Imagine you have 10 gallons of water.

You need to get that water into small containers.

All you have is one hose and a funnel.

Now imagine you had two slightly smaller hoses and funnels.

Two cores will potentially move more data, even though at a slightly 
slower rate than a single core.


----------



## aviation_man

Very nice analogy


----------



## Jamin43

aviation_man said:


> Very nice analogy



Additionally - most people do some sort of Multi-tasking with their PC's. 

Whether it be Virus scan and surfing the web 

OR

Listening to Music / Online Radio while using another application 

OR

any other combination you could think of.  If one Core is dedicated to 1 application - you can freely work on the other core with your other application - and not worry about overworking a single core - that ultimately freezes up your PC.

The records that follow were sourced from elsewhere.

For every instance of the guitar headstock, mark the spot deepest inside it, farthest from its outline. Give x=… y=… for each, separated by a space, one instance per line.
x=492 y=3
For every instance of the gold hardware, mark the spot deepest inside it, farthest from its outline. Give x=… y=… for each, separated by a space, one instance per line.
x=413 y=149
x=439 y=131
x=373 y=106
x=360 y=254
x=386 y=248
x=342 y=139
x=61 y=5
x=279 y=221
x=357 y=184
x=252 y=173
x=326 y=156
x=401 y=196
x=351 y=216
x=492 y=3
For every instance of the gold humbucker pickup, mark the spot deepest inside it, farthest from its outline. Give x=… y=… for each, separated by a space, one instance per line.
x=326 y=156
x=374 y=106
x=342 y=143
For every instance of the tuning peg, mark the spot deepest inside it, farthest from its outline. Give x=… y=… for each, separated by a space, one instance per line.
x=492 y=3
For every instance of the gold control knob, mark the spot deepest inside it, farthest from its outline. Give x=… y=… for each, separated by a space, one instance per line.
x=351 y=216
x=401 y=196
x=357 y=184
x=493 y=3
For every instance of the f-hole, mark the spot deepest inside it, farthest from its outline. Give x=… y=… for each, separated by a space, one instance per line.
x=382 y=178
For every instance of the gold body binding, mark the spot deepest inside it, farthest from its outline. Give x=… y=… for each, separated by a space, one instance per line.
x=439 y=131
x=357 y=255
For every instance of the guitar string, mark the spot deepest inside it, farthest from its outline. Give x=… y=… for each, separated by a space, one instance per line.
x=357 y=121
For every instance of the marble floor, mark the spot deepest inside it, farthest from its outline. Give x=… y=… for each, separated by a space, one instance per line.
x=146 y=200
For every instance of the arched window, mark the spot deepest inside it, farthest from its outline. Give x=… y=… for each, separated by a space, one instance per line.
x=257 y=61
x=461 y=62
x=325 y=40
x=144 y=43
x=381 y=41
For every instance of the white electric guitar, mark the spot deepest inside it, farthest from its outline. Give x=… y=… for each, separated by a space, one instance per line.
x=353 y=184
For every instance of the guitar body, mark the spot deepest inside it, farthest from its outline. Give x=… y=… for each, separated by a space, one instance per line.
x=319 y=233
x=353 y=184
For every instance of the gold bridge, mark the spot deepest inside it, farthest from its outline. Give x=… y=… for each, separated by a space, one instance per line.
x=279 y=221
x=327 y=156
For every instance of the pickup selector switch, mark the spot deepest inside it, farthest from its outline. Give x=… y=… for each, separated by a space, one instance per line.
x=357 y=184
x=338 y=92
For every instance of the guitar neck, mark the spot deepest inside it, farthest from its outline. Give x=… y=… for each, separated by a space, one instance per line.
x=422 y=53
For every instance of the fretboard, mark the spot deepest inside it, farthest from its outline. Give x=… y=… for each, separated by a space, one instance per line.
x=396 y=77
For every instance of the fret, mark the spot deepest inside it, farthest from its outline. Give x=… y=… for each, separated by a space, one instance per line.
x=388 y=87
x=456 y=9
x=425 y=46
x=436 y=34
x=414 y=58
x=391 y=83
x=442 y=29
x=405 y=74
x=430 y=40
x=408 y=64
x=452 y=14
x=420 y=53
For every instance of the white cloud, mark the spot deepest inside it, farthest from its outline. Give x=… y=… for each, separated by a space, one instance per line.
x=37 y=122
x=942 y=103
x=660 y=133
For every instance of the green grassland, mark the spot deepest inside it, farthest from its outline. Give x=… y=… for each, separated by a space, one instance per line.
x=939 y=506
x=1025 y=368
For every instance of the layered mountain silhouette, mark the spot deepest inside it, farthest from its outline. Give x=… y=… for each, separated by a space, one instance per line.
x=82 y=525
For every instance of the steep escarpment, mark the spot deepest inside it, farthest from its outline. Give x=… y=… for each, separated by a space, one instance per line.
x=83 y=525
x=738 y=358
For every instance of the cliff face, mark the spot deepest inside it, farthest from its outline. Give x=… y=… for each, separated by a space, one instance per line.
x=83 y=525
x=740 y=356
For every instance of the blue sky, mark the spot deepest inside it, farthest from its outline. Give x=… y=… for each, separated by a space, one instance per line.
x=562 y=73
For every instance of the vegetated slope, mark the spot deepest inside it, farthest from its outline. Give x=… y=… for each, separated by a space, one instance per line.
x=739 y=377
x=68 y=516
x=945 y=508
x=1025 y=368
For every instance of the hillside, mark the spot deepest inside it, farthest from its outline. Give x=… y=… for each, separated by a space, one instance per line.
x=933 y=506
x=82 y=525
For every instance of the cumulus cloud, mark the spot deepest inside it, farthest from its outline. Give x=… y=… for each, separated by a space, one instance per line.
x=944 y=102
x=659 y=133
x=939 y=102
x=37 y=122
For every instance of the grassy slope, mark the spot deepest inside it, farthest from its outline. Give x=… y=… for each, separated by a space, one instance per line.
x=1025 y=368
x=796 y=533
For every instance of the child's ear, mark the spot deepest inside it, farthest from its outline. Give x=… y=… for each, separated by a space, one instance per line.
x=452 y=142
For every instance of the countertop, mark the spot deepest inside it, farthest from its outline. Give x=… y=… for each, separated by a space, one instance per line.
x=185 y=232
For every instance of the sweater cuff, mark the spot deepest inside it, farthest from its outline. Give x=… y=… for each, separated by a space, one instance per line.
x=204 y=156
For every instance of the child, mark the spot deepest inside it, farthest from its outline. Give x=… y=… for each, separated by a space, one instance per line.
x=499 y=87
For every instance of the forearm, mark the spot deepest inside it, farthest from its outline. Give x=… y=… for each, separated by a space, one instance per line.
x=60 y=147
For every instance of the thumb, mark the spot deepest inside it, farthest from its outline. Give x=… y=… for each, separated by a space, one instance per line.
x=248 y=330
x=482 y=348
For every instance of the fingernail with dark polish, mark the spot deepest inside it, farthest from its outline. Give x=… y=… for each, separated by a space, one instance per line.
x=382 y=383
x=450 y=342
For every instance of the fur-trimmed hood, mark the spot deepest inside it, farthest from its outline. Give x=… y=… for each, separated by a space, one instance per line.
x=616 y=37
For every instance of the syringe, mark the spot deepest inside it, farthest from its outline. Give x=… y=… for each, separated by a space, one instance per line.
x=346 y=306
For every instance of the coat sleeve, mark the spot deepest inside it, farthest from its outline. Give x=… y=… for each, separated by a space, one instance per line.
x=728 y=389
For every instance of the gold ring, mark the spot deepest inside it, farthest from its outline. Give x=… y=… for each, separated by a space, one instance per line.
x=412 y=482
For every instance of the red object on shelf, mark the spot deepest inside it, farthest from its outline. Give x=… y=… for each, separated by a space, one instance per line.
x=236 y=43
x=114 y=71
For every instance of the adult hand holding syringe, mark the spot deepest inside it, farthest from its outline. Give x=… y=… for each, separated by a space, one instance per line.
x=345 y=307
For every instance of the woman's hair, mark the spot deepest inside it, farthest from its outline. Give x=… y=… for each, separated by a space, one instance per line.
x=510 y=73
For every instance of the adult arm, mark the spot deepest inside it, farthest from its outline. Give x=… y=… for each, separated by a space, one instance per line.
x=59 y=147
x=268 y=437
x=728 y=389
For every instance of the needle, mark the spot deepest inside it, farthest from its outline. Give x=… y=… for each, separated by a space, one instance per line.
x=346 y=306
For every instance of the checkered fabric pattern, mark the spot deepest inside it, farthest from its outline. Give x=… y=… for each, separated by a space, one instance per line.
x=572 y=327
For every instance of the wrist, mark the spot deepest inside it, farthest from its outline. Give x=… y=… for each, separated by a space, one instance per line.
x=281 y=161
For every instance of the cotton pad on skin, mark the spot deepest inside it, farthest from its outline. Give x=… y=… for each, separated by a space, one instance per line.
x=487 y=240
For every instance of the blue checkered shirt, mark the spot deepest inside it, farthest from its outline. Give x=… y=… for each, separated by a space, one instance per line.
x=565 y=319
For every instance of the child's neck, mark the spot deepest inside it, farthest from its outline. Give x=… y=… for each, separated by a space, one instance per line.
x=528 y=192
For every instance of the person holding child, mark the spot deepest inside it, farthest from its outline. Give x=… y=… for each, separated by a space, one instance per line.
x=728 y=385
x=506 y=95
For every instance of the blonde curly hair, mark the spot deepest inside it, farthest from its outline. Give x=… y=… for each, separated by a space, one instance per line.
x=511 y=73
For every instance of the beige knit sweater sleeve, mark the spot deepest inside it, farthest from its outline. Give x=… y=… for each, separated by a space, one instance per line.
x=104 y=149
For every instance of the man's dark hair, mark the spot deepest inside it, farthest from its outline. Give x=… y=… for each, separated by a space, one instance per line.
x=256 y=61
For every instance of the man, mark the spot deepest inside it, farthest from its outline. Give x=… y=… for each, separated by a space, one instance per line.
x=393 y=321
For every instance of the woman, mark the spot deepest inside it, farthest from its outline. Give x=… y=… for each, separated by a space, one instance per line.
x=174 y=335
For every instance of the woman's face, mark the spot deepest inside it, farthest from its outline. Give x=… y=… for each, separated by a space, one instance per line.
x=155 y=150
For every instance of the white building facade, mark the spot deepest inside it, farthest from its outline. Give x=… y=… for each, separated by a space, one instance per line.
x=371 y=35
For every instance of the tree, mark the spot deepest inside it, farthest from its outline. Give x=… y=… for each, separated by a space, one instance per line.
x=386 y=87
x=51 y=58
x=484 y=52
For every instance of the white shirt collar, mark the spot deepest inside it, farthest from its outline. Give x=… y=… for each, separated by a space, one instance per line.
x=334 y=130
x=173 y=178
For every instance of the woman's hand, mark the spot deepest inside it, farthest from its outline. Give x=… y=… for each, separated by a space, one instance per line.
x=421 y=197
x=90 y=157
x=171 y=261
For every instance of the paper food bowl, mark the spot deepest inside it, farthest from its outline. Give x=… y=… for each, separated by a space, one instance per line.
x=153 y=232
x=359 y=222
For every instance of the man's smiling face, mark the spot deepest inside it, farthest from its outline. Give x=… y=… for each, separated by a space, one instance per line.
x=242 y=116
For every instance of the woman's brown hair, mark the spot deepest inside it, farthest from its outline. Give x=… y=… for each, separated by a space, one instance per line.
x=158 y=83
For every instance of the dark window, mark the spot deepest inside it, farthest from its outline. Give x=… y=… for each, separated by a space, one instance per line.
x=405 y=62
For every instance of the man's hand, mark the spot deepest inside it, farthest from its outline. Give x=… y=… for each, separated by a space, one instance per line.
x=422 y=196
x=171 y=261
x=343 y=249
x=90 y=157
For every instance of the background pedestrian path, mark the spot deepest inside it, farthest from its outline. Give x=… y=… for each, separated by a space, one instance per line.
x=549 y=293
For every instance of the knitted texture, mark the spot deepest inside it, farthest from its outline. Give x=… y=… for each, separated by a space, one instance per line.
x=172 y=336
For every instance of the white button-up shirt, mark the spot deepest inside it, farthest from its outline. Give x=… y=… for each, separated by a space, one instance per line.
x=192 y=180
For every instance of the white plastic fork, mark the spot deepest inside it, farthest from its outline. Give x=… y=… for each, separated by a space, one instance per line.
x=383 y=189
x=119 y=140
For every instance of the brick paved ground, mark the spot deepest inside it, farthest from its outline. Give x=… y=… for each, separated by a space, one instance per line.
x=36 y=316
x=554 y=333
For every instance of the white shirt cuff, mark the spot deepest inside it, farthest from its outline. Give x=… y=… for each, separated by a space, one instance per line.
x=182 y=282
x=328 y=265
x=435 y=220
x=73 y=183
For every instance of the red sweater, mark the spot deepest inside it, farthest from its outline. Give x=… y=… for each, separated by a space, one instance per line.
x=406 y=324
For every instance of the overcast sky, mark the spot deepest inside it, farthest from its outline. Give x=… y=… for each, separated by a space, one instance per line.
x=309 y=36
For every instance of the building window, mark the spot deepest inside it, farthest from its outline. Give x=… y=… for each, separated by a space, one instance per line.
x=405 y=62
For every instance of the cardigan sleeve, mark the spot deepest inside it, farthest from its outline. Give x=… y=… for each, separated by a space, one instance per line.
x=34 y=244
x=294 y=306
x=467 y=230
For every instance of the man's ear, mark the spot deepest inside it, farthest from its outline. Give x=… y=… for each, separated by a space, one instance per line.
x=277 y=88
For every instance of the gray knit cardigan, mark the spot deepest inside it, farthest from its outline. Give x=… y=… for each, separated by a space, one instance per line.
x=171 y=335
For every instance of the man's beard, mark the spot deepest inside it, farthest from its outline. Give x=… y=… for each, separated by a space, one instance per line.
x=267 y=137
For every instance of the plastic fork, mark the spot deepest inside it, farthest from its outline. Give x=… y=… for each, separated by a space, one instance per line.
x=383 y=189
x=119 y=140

Using the hose example - you have 2 jugs of water - funneling into 1 hose - at a Y connection - OR - having 2 jugs of water each with their own hoses


----------



## Shane

Bodaggit23 said:


> Generally yes.
> 
> Clock speeds may be faster, but two cores will be faster than one.
> 
> Imagine you have 10 gallons of water.
> 
> You need to get that water into small containers.
> 
> All you have is one hose and a funnel.
> 
> Now imagine you had two slightly smaller hoses and funnels.
> 
> Two cores will potentially move more data, even though at a slightly
> slower rate than a single core.



Great way of explaining :good:


----------



## BigSteve702

dont forget the weight of the water and the act of it being forced through the two smaller hoses, you'd get more of a jet stream out of the two separate smaller hoses... showing the dual-cores ability to push smaller data faster :

this hose deal is fun.
and overclocking would be like getting a vaccuum seal on the jugs and finding a piston to push the water through the same hoses faster 

this is just awesome, lets keep it going


----------



## Zangetsu

I won't be going along with you guys... I am too bad at it.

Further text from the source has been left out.